To Charlotte, From Charleston
A week ago we saw a toxic article surface in a local Charlestonian newspaper. It shed new light on the kind of silencing and policing of Black people’s reactions to tragedy that our community is so unfortunately familiar with. This article stated that Charlotte is not responding to Keith Lamont Scott’s murder the “right way” and that the city should look to Charleston for guidance. It claimed that the folks on the ground are outside agitators looking to “stir up trouble.” We know the majority of the folks fighting have called Charlotte (and North Carolina) home for many years and we see you are organizing and strategizing ways to make your family, neighbors, friends, and lovers safe from state sanctioned violence, from white supremacy, and from police brutality.
We see you fighting, we see you resisting, we see you rising up. People are telling you to end this but do not stop.
The whole damn system is guilty as hell; it was guilty in Ferguson, in Baltimore, in Charleston, and now in your home, Charlotte. People are looking to you Charlotte, just as they were looking at us in Charleston over a year ago when an unarmed Black man was slain by a North Charleston police officer and then two months later when nine Black people were murdered during bible study at Emanuel AME church.
There is no appropriate response to traumatic events like the ones that have plagued our cities.

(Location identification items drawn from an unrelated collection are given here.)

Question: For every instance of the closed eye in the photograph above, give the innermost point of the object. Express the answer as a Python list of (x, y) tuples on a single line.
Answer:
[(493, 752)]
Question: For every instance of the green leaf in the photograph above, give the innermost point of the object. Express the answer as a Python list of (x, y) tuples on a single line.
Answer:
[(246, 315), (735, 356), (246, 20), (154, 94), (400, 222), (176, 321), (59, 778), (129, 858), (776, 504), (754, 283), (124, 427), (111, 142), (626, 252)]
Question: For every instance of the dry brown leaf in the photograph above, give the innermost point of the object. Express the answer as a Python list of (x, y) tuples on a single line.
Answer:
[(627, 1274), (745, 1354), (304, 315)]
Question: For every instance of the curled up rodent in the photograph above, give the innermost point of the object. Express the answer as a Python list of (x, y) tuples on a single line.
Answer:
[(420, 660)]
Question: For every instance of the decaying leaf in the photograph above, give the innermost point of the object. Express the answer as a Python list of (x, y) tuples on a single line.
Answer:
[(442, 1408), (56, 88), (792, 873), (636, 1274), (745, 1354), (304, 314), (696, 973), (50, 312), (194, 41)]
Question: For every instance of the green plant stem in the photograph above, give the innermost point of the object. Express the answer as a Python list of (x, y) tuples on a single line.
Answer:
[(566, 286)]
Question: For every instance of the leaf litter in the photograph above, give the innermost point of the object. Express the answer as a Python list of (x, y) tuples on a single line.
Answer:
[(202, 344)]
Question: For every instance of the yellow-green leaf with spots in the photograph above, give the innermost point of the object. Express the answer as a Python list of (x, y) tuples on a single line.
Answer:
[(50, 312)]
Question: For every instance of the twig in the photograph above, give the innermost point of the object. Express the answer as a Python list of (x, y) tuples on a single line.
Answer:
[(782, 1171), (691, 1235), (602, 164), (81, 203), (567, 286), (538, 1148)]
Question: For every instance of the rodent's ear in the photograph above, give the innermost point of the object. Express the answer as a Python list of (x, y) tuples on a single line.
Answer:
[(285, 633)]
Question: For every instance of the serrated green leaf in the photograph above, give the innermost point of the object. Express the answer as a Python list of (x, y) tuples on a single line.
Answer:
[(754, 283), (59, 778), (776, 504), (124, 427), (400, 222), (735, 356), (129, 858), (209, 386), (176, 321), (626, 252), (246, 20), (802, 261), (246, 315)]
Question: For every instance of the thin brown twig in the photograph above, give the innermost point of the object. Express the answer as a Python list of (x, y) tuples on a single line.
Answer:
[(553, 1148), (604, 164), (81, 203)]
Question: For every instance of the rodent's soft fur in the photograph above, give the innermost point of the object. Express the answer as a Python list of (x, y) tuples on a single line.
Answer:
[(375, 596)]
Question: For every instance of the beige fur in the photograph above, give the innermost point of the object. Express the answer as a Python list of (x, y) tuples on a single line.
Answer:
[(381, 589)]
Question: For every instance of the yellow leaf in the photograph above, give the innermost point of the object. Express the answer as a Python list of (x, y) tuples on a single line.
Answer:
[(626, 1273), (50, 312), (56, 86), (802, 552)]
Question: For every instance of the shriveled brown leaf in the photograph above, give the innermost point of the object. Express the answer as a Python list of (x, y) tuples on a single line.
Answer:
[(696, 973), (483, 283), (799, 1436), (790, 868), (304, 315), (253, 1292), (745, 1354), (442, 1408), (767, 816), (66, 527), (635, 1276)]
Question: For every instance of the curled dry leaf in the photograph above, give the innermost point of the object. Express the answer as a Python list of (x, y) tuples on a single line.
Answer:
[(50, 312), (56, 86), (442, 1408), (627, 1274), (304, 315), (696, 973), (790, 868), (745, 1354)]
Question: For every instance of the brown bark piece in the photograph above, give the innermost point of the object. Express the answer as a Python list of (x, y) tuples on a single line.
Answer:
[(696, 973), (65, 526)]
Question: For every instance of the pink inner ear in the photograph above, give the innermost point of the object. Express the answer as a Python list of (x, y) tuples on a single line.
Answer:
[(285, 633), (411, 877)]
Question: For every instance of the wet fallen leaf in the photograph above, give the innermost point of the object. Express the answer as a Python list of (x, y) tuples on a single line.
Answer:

The only lesson there is to learn from Charleston is that when disaster strikes, we must find our people. You have taken to the streets, marching together, rallying around one another in this time of pain, standing in your power, and we salute you.
We see y’all engaging with each other as a community and showing the range of emotion that can come during a time like this. Your anger is justified. Your grief is our grief. The image of Charleston that is being compared to you is one that is flat and false. Underneath the picture of acceptance and love is a people still in mourning, still demanding answers from a system that was not built to protect and serve us.
So stand your ground and hold the police accountable. We know that white supremacy continues to play a huge role in our cities. Be mad, be sad, and keep moving. Keep organizing, keep strategizing. We know y’all are down there with demands. We know y’all want Chief Putney gone and that y’all want answers. Stay in the struggle and lean onto each other for support, for guidance, for the win.
Because we know that if y’all win, we will win.